بسم الله الرحمن الرحيم

Evet Ey Blair! Batı’nın Orta Doğu’da Bir Asırlık Bölünmelere Uzanan Gündemine Rağmen

Şüphesiz Gelecek, Kesinlikle Ümmetin Belirlediği İslami Gelecek Olacaktır!

Tony Blair’in, Ortadoğu’daki siyasi mücadeleler ideolojik temelli olacaktır şeklinde vurguladığı milliyetçilik veya mezhepçilik değildir, bilakis İngiltere ve müttefiklerinin engellemeye devam ettiği İslami siyasi çatışmadır.

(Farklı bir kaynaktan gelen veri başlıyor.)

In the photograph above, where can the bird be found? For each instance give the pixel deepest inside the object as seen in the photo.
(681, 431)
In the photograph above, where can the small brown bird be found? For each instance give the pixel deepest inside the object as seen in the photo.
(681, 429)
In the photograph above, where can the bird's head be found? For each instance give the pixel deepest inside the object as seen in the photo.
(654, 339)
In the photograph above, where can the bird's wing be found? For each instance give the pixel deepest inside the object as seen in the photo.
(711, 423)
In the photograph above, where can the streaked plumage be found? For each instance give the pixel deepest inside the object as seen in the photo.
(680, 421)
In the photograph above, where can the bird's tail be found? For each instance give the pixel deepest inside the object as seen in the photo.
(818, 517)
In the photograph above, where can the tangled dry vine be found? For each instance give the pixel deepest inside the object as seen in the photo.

Tony Blair’in 11 Ocak 2021’de Washington Enstitüsü'nde “Jeopolitik 2021- Amerika, Orta Doğu ve Dünya” başlıklı programa internet üzerinden konuk olduğu ve şunları söylediği ortaya çıktı: “Çok açık söylüyorum. Orta Doğu hala önemli ve gerçekten çok önemli. Önemli, çünkü Ortadoğu’da İslam’ın geleceğine karar verilecek… Bu nedenle bugün Ortadoğu’da, yüzyılın başından bu yana neyin doğru neyin yanlış olduğuna dair kapsamlı bir analizle başlamayan veya bölgede ana çatışma hakkında yanlış bir çevreleme argümanından kaynaklanan iyi bir politikanın olmadığını düşünüyorum. Aksi taktirde bölgeyi, İran ile Suudi Arabistan Krallığı veya Şiiler ve Sünniler arasında çatışma olarak gördüğünüz bir duruma düşürürsünüz. Hayır, böyle değil! Gerçekten bu bir son değil! Zira bu, -belki de İslam'ın bir bakış açısı olan- dinin egemen olması ve siyasi bir ideolojiye dönüşmesi gerektiğini söyleyenler ile bunu yapmayanlar arasındaki bir mücadeledir. Bu ise derin ve temel bir bölünmedir…  Dolayısıyla Ortadoğu sorunlarını ve bunların temel önemini kabul etmeye devam ettiğimizi düşünmemiz son derece önemlidir. Zira bölgede desteklememiz gereken insanlar olduğu gibi mücadele etmemiz gereken insanlar da var.”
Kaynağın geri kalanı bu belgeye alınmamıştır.